Über 3000 Schüler aus Stadt und Land werden an der Europa-Berufsschule in Weiden unterrichtet. Die Einrichtung soll Anfang 2020 einen weiteren Jugendsozialarbeiter erhalten, der Jugendliche bei individuellen Problemen unterstützt.
von Jutta Porsche Kontakt Profil

Das Novum bei dieser Stelle: Sie soll in Zusammenarbeit des Weidener Jugendamtes mit dem Kreisjugendamt Neustadt besetzt werden. Der Dienstbeginn ist für Januar 2020 vorgesehen.

Experten unterscheiden in Weiden zwischen Schulsozialarbeit (SSA) - sie wurde auf Kosten der Stadt 1997 an der Max-Reger-Schule und 1998 an der Schule zur individuellen Lernförderung (Stötznerschule) eingeführt - und der Jugendsozialarbeit an Schulen (JaS). Letzteres ist auf ein gleichnamiges Förderprogramm des Freistaats Bayern zurückzuführen, das 2009 gestartet wurde. Die Stadt nutzte diese Chance, um die Jugendsozialarbeit an Schulen kontinuierlich auszubauen.

Zehn Jahre später zählt das Team dieser Sozialarbeiter insgesamt zehn Köpfe. Neben der Max-Reger- und Stötznerschule sind die Fachkräfte angesiedelt an Albert-Schweitzer-, Gerhardinger-, Hammerweg-, Rehbühl-, Hans-Sauer- und Hans-Schelter-Schule. Die ersten, die 2009 in den Genuss des neuen Förderprogramms kamen, waren die Pestalozzi- und die Europa-Berufsschule.

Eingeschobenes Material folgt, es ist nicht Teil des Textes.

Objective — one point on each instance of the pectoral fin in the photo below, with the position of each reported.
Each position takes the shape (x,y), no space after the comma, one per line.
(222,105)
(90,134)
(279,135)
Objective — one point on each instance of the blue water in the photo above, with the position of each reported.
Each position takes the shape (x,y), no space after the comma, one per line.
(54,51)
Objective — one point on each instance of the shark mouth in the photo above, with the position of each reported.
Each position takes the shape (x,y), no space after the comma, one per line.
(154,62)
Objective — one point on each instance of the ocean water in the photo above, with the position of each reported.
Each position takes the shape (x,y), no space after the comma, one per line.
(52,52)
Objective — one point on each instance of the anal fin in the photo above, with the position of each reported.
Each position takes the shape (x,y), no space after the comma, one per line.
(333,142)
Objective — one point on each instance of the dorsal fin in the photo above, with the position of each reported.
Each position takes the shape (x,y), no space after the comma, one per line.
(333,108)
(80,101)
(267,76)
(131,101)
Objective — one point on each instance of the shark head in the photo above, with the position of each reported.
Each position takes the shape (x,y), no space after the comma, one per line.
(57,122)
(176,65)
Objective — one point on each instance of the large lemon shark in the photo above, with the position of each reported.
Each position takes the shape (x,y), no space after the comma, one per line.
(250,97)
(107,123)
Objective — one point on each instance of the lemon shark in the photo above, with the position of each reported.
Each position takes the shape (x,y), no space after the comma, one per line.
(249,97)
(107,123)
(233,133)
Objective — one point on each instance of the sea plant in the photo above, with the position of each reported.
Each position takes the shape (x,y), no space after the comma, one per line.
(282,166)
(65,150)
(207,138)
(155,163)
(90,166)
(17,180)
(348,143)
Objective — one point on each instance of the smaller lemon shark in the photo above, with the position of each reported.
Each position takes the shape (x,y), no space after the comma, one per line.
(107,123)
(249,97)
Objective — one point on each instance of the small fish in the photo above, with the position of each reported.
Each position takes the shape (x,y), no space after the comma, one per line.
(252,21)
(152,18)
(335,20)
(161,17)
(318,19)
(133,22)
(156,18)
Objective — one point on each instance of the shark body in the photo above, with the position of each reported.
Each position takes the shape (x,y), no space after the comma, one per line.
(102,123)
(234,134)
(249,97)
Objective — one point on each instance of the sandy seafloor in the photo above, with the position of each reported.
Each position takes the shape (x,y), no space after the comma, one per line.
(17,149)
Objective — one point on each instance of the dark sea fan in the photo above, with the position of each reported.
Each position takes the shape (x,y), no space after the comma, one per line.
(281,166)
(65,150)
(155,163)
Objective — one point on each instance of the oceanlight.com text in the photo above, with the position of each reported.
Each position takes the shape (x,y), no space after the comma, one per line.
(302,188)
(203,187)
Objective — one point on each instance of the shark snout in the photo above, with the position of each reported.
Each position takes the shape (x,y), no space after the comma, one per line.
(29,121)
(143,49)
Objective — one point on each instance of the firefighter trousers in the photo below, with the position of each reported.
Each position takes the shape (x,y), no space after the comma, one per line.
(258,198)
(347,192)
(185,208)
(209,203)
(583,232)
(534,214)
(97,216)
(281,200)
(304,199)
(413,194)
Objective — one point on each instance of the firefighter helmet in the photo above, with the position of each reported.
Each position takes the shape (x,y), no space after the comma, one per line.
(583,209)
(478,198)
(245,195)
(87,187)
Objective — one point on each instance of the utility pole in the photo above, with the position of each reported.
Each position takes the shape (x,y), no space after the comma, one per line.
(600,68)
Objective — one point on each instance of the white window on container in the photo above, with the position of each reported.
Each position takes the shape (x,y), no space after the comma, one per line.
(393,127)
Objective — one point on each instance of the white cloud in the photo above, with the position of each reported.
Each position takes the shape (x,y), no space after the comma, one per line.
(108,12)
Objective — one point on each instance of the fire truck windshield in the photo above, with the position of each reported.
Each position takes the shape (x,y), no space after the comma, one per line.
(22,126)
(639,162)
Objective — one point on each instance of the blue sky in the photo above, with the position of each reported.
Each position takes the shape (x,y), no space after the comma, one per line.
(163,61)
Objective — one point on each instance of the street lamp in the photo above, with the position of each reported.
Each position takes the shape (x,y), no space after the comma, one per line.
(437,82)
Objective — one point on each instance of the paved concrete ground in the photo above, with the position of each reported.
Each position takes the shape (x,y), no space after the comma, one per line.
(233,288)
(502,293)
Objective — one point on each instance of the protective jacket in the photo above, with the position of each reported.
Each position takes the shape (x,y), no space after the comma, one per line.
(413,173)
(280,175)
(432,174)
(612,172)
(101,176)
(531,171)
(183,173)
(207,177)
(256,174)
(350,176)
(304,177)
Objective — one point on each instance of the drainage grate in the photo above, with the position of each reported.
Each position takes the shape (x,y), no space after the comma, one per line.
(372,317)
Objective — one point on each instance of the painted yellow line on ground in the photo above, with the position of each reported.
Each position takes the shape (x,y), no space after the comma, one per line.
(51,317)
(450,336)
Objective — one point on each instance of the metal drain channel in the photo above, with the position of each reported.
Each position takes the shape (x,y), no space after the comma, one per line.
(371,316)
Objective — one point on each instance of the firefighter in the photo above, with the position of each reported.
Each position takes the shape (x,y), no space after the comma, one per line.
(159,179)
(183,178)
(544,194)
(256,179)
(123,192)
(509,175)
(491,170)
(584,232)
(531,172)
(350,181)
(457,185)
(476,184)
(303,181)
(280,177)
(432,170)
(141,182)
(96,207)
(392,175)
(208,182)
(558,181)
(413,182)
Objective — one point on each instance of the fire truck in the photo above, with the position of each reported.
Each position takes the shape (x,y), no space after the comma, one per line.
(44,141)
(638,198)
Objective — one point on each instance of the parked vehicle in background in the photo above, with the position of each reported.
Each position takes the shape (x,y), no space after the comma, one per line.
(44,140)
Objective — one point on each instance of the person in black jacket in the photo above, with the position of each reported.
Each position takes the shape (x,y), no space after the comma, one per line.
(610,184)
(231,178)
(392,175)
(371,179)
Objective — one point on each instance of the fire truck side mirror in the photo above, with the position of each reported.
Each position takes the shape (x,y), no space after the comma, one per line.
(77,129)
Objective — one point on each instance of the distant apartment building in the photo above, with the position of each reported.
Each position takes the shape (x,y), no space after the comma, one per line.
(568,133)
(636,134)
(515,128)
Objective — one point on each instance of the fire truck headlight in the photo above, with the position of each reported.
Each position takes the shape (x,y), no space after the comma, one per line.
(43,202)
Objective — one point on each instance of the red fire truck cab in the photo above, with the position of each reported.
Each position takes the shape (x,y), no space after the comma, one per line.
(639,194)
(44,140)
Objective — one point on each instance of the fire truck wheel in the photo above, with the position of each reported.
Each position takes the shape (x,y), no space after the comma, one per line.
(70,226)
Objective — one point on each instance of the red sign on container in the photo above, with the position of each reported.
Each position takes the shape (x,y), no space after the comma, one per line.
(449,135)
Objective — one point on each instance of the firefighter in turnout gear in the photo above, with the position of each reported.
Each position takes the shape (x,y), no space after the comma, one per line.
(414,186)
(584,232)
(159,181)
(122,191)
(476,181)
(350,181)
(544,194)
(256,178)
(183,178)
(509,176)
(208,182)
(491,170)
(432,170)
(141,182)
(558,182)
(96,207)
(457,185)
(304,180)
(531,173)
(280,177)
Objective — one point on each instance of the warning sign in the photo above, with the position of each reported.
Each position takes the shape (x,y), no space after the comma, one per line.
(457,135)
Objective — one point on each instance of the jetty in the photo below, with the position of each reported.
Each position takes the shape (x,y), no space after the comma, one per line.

Außen vor sind derzeit die Clausnitzerschule, die Hans-und-Sophie-Scholl-Realschulen, die drei Weidener Gymnasien und die Staatliche Wirtschaftsschule. Wobei das Jugendamt schon vor einigen Jahren mehrfach Jugendsozialarbeit an der Gustl-Lang-Wirtschaftsschule beantragt hat. Laut Kultusministerium fällt dieser Schultyp jedoch nicht unter die Förderrichtlinien. Mit dieser Begründung wurde sogar der dritte Antrag abgelehnt, den das Jugendamt nach dem tragischen Todesfall eines Schülers im Jahr 2014 eingereicht hatte.

Jugendsozialarbeit an Schulen stellt zwar eine wichtige Unterstützung für Jugendliche und Familien dar. Sie ist aber auch ein Indiz dafür, dass immer mehr Jugendliche auf Hilfsangebote von außen angewiesen sind. Der Ausschuss für Jugendhilfe und soziale Fragen wird sich deshalb in seiner nächsten Sitzung am Dienstag, 10. September, mit diesem Thema befassen. Das aktuelle Förderprogramm "JaS 1000" des Freistaats Bayern läuft übrigens zum Jahresende aus. Angeblich soll sich nahtlos daran ein neues Förderprogramm anschließen.